Transforming mobile technology into tools for reading: Findings from UNESCO’s mobile reading landscape review and implications for teachers
Ms Rebecca Kraut | Presentation (PDF)
Independent Education Consultant
This session will provide an overview of UNESCO’s mobile reading landscape review, Transforming Mobile Technology into Tools for Reading (to be published in conjunction with Mobile Learning Week), which describes and analyses various mobile reading initiatives around the world. In keeping with the MLW theme, the presentation will highlight initiatives that employ mobile devices to improve pedagogy and enhance teacher effectiveness in formal education settings. Specifically, it will discuss three types of interventions in terms of their relation to teachers: communication, assessment and resources.
Initiatives that use SMS technology to strengthen student-teacher communication and enable teachers to deliver content and feedback more regularly and over a longer period of time than face-to-face courses. These include the Afghan Institute of Learning’s Mobile Literacy Programme in Afghanistan and UNESCO’s Mobile-Based Literacy Programme in Pakistan, both of which add SMS mobile phone components to in-person literacy courses to improve learning and increase literacy retention after courses have concluded. Both projects target illiterate and neo-literate women and adolescent girls living in rural areas.
Initiatives that use mobile apps to improve assessment and help teachers gather information about individual students’ learning: These include Ustad Mobile in Afghanistan and Sen Mobile in Senegal, both of which use mobile apps to improve literacy learning, ideally as a supplement to classroom instruction. Both apps have features that can track student progress and transmit the information to teachers’ phones via Bluetooth or SMS.

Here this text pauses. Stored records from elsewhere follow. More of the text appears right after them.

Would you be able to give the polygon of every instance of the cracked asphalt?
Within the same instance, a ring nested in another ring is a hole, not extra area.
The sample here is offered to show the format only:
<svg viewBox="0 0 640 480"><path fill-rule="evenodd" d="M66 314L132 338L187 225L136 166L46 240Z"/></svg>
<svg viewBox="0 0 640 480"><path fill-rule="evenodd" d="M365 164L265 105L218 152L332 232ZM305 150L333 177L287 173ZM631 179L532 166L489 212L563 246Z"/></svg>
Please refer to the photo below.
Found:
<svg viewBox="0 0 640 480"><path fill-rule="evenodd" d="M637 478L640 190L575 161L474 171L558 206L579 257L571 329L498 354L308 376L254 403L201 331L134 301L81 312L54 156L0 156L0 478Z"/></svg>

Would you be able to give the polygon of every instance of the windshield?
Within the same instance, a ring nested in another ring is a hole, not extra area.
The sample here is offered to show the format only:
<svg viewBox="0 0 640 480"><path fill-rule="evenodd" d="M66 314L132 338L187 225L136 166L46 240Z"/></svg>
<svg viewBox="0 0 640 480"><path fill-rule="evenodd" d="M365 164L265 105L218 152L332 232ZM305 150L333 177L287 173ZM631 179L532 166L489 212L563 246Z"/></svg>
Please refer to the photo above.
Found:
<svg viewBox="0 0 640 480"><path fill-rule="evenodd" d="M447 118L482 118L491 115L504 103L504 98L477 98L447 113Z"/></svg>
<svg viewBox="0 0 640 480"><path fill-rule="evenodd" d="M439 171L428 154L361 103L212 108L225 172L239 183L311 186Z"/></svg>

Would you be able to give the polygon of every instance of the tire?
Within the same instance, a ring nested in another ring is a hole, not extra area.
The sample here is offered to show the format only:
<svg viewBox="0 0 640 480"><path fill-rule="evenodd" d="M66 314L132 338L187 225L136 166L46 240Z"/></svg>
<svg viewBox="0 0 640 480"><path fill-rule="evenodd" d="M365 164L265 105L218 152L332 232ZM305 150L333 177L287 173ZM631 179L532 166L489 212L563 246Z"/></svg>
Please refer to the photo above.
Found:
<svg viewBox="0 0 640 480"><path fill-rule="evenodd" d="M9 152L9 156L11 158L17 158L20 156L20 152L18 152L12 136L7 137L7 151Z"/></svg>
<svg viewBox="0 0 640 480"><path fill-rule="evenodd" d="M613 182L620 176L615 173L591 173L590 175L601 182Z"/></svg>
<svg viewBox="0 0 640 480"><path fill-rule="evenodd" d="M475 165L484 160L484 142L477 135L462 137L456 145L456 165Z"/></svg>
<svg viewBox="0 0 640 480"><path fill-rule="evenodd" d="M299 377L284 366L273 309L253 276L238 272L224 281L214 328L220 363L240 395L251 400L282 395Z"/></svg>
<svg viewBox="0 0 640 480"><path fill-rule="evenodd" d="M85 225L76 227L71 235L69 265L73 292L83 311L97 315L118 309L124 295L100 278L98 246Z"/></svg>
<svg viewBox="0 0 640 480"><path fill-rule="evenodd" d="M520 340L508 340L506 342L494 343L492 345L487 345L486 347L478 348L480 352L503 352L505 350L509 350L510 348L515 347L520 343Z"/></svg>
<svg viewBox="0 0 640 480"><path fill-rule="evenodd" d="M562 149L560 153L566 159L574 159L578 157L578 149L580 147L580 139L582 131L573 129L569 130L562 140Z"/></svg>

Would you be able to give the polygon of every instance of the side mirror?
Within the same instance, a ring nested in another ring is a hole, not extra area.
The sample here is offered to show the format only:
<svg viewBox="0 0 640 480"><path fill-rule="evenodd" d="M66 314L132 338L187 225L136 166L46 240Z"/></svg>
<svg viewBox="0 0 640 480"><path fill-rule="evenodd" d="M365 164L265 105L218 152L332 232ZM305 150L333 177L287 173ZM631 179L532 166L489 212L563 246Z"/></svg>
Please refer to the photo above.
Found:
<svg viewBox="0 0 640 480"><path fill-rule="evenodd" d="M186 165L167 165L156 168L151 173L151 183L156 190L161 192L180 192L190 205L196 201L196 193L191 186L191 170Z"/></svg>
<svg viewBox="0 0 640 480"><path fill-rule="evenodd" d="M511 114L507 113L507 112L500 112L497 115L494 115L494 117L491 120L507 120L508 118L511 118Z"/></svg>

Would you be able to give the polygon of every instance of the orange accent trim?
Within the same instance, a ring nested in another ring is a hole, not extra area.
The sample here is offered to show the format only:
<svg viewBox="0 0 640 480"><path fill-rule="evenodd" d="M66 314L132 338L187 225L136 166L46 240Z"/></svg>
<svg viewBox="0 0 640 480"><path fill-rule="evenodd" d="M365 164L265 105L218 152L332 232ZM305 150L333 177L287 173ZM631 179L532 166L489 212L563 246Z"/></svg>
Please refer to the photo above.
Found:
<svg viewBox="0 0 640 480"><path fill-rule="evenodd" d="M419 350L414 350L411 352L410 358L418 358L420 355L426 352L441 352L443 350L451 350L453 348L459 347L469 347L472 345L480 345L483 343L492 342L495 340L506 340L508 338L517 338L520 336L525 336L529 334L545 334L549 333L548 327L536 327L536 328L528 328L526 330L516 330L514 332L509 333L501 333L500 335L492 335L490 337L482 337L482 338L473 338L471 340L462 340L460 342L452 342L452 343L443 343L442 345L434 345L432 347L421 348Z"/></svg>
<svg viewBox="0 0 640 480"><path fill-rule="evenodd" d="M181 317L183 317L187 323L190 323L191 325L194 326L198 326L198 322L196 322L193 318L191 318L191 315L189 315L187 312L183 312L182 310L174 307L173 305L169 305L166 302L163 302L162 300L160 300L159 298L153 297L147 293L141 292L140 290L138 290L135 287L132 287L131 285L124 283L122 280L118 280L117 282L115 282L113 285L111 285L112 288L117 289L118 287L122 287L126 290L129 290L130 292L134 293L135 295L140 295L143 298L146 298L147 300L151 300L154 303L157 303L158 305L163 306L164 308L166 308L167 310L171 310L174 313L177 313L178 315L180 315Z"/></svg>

Initiatives that use mobile devices to help teachers bring more (and more diverse) reading materials into their classrooms and provide them with guidance on how to use that material with students: These include FunDza in South Africa, which provides free teen-focused reading content via mobile phones in an effort to popularize reading among young people; and Worldreader, an organization that donates e-readers to classrooms in Africa and makes digital books freely available to millions of readers around the world via feature phones. FunDza’s mobile site includes a section specifically devoted to teachers, with resources for incorporating mobile books into their curricula and Worldreader trains both teachers and students to use e-readers in their classrooms.
These initiatives address major hurdles to literacy education in the developing world: literacy skills that quickly atrophy following in-person courses, overcrowded classrooms that prevent teachers from giving students individualized attention and a profound lack of reading materials, especially those that are interesting and relevant to young people. The presentation will describe how a number of projects are using mobile technology to tackle these issues, with particular emphasis on project outcomes as well as potential for scalability and replicability. The presentation aims to be useful to MLW participants interested in replicating or building on these projects on a large or small scale: classroom teachers, mobile app developers, education researchers and representatives from donor organizations and NGOs, among others. To increase relevance for education policy-makers, the presentation will spotlight instances where partnerships with government organizations have enabled successful projects to grow. The presenter will seek feedback from the audience to direct future research.
Rebecca Kraut is an international education researcher. She is the primary author of the UNESCO publication Transforming Mobile Technology into Tools for Reading and the editor of UNESCO’s Working Paper Series on Mobile Learning. Ms Kraut recently completed a Fulbright fellowship in Georgia, where she researched teacher training and conducted a case study of a national programme to improve English-language education in public schools. Ms Kraut holds a Master’s degree in Education from Stanford University and California teaching credentials in English and social studies. She has worked as a classroom teacher in the United States and abroad.